Environnement et facteurs dégradant la santé

JIM - Exclusif : « L’alcool est dangereux pour la santé », un message plébiscité par une majorité de professionnels de santé

Mai 2018, par Info santé sécu social

Paris, le lundi 7 mai 2018 –

L’alcool a coulé à flots depuis le début de l’année dans la presse. D’abord, à la faveur de joutes habituelles : certains s’inquiétaient du poids encore trop élevé de l’alcool sur la mortalité évitable et invitaient à une politique de prévention plus courageuse englobant tous les alcools (y compris le vin) et quelque soit la dose, quand d’autres estimaient que quelques verres ne sont pas péchés mortels et qu’il était nécessaire de ne pas « emmerder » (sic) les Français.

Ensuite, une très vaste étude publiée dans The Lancet (et relayée par le JIM), compilation de 83 études prospectives, menées dans 19 pays et ayant inclus 600 000 personnes a suggéré que la rigidité des premiers pourrait ne pas parfaitement être inspirée par la réalité scientifique, même si le caractère débonnaire des seconds est probablement dangereux pour la santé (surtout si l’on en abuse). Ainsi, il apparaît que c’est à partir de 100 grammes d’alcool pur par semaine qu’une diminution de l’espérance de vie est à redouter. Aussi, c’est bien l’abus d’alcool (une consommation de plus de 100 g par semaine ou d’un verre et demi par jour) qui serait à bannir, plus que l’alcool lui-même.

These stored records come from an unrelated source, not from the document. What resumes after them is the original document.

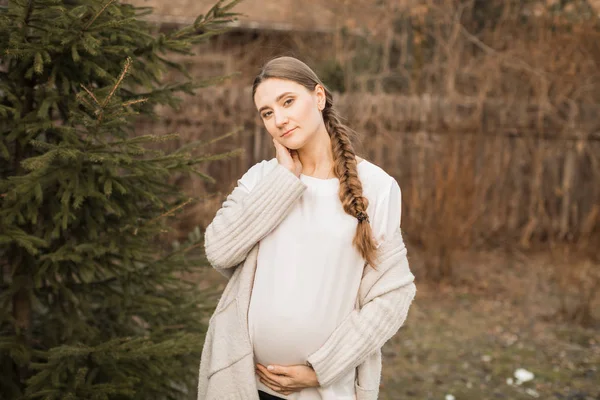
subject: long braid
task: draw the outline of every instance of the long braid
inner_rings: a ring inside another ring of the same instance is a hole
[[[358,178],[356,153],[352,146],[354,132],[340,121],[337,111],[333,108],[331,92],[323,85],[314,71],[302,61],[293,57],[277,57],[266,63],[254,79],[252,98],[256,94],[258,85],[269,78],[288,79],[299,83],[309,91],[314,91],[317,84],[325,88],[326,102],[325,108],[322,110],[323,121],[331,138],[333,171],[340,181],[340,200],[344,211],[358,219],[352,244],[367,264],[376,269],[377,247],[367,215],[369,201],[363,196],[362,183]]]
[[[327,101],[323,109],[323,120],[331,138],[335,176],[340,181],[339,196],[344,211],[358,219],[358,226],[352,244],[363,256],[367,264],[376,269],[376,244],[369,224],[367,207],[369,200],[363,196],[362,182],[358,177],[356,153],[352,146],[353,132],[342,122],[333,107],[327,91]]]

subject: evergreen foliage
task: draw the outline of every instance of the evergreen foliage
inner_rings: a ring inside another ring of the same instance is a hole
[[[238,1],[168,33],[115,0],[0,6],[0,399],[195,399],[211,302],[183,278],[203,267],[199,231],[161,245],[192,201],[169,178],[233,153],[153,150],[176,135],[133,122],[214,82],[169,55],[226,30]]]

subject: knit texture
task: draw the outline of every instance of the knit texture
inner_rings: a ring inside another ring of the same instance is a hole
[[[258,244],[305,189],[300,179],[277,165],[251,192],[236,188],[206,229],[207,258],[229,282],[206,335],[198,400],[258,399],[247,319]],[[365,267],[355,310],[307,359],[321,386],[357,368],[358,400],[377,399],[381,347],[406,320],[416,293],[400,229],[377,251],[377,270]],[[236,306],[230,307],[234,300]],[[228,343],[232,338],[236,343]]]

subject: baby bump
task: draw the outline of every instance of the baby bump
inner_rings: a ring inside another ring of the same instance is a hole
[[[261,364],[304,364],[331,334],[330,323],[309,313],[282,314],[276,308],[250,310],[250,337],[256,361]],[[292,310],[290,310],[292,311]]]

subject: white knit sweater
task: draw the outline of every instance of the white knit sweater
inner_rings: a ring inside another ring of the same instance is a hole
[[[300,179],[277,165],[250,193],[234,189],[207,227],[206,256],[229,282],[204,343],[198,400],[258,399],[248,334],[258,243],[285,218],[305,189]],[[358,400],[377,399],[381,347],[404,323],[416,291],[399,229],[381,244],[378,257],[377,270],[364,270],[355,310],[307,358],[321,386],[356,368]]]

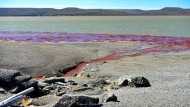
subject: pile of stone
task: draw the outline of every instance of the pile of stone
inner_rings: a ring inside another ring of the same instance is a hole
[[[150,87],[148,79],[143,76],[124,75],[118,79],[118,86]]]
[[[18,70],[0,70],[0,87],[4,91],[18,93],[30,87],[37,87],[38,81],[30,75],[22,75]]]

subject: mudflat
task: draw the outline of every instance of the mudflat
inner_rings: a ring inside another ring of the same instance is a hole
[[[0,67],[17,69],[32,76],[53,76],[55,69],[65,69],[106,57],[116,50],[136,49],[140,42],[104,43],[43,43],[0,42]],[[151,47],[151,44],[141,48]],[[106,60],[86,66],[77,77],[65,77],[79,84],[92,81],[117,81],[123,76],[143,76],[151,87],[105,86],[79,88],[73,86],[68,93],[83,93],[100,98],[103,107],[136,106],[190,106],[190,51],[160,52],[147,55],[126,55],[116,60]],[[99,82],[98,82],[99,83]],[[105,102],[108,94],[117,96],[116,102]],[[49,95],[48,95],[49,96]],[[47,97],[48,97],[47,96]],[[51,96],[51,95],[50,95]],[[4,98],[2,98],[4,99]],[[45,101],[43,97],[39,98]],[[34,99],[35,100],[35,99]],[[53,102],[53,101],[52,101]],[[39,103],[39,102],[38,102]],[[48,103],[46,102],[46,106]],[[45,105],[44,105],[45,106]]]

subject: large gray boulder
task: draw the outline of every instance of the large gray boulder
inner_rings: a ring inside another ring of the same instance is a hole
[[[99,98],[81,94],[64,94],[52,107],[100,107]]]
[[[17,75],[20,75],[18,70],[0,70],[0,81],[2,82],[11,82],[13,78]]]
[[[131,86],[131,87],[150,87],[148,79],[143,76],[129,76],[125,75],[118,79],[118,86]]]

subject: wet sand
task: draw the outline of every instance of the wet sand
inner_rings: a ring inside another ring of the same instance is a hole
[[[152,47],[141,42],[107,43],[24,43],[0,42],[0,68],[18,69],[32,76],[52,76],[55,69],[64,69],[81,62],[110,55],[115,50]],[[136,53],[134,53],[136,54]],[[123,75],[146,77],[151,87],[123,87],[114,93],[120,102],[105,103],[105,107],[124,106],[190,106],[190,51],[158,52],[145,55],[125,55],[117,60],[92,63],[92,70],[83,71],[83,81],[117,80]],[[86,78],[90,75],[90,78]],[[84,92],[85,93],[85,92]],[[88,92],[89,93],[89,92]],[[93,93],[90,92],[90,93]],[[96,96],[101,97],[101,94]]]

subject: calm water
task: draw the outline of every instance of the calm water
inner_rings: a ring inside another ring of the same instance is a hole
[[[190,16],[0,17],[0,31],[190,36]]]

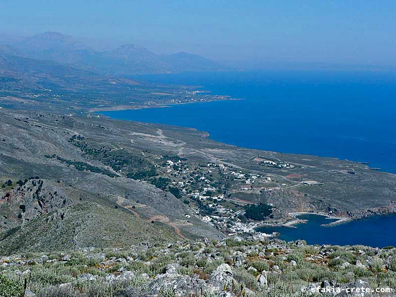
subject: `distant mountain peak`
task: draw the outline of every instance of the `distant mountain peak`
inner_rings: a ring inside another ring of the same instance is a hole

Pourtant, interrogés alors que ces polémiques et révélations bruissaient, les professionnels de santé sont majoritairement favorables au remplacement du message de prévention actuel le plus fréquemment diffusé à savoir "L’abus d’alcool est dangereux pour la santé ", par le plus sobre et plus net : "L’alcool est dangereux pour la santé"*. Cette position est partagée par 64 % des professionnels de santé ayant répondu à notre sondage, tandis que 33 % ne goûtent guère une telle évolution et que 3 % ont estimé difficile de se prononcer et alors que le sondage a rencontré un large succès (934 répondeurs).

Pourquoi les praticiens, qui sur d’autres sujets ont souvent révélé un refus de se montrer trop fortement prescripteur de mesures pouvant être considérées comme attentatoires à la liberté, choisissent-ils ici une position aussi tranchée, qui plus est allant au delà des recommandations actuelle ?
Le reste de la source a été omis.